Apple-Stuffed Pork Chops
"My family has used apples for many great dishes, including this one from my grandmother that I adapted for two. It uses apples, apple butter and apple cider. My boyfriend loves it served with a baked sweet potato and green salad," says Heather Kenney of Arlington, Virginia.
SERVINGS
|
2
|
CATEGORY
|
Main Dish
|
METHOD
|
Baked
|
PREP |
30 min. |
COOK
|
15 min.
|
TOTAL
|
45 min.
|
INGREDIENTS
- 2 tablespoons apple butter
- 2 tablespoons cider vinegar
- 1 tablespoon Dijon mustard
- 2 to 3 teaspoons minced fresh rosemary
- 2 boneless butterflied pork chops (6 ounces each)
- 3/4 teaspoon salt
- 1/4 teaspoon pepper
- 1 large tart apple, chopped
- 1/3 cup chopped sweet onion
- 2 tablespoons butter
- 3/4 cup apple cider or unsweetened apple juice
DIRECTIONS
In a small bowl, combine the apple butter, vinegar, mustard and rosemary. Flatten pork chops to 1/2-in. thickness; sprinkle with salt and pepper. Brush with apple butter mixture.
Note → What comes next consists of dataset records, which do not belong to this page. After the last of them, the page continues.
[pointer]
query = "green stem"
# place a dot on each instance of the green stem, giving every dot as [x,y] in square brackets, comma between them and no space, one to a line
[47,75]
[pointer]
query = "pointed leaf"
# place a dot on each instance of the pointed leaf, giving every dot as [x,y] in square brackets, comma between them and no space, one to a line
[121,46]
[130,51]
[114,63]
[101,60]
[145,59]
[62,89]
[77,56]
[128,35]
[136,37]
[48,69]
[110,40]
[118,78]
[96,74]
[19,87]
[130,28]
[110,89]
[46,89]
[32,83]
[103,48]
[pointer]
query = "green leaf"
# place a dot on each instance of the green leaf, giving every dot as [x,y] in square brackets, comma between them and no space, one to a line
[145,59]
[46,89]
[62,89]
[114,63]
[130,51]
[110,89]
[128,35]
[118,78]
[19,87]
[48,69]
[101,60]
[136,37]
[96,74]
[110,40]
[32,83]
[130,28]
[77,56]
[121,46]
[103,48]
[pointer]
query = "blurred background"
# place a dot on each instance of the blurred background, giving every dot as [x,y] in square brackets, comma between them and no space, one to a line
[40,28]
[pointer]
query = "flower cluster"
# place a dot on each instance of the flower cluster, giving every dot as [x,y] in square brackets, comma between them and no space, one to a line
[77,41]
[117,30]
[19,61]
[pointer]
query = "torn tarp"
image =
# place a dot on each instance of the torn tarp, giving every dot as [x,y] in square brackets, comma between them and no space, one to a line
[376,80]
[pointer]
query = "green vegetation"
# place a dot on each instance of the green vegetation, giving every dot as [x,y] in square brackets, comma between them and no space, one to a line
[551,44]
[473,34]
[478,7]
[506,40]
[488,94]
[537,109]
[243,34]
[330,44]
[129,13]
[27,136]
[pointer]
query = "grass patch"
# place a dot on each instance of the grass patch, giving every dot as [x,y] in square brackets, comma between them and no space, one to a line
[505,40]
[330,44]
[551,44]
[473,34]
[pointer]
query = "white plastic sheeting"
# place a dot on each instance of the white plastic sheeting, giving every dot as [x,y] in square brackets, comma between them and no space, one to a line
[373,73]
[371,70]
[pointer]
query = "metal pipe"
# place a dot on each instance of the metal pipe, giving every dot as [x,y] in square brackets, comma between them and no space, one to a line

Combine apple and onion; place over one side of each pork chop. Fold other side of pork over filling and secure with toothpicks.
In a small ovenproof skillet, brown chops in butter on both sides. Add cider. Bake, uncovered, at 350° for 15-20 minutes or until meat juices run clear.
Remove chops and keep warm. Bring pan juices to a boil; cook until reduced by half. Discard toothpicks from pork chops; serve with sauce. Yield: 2 servings.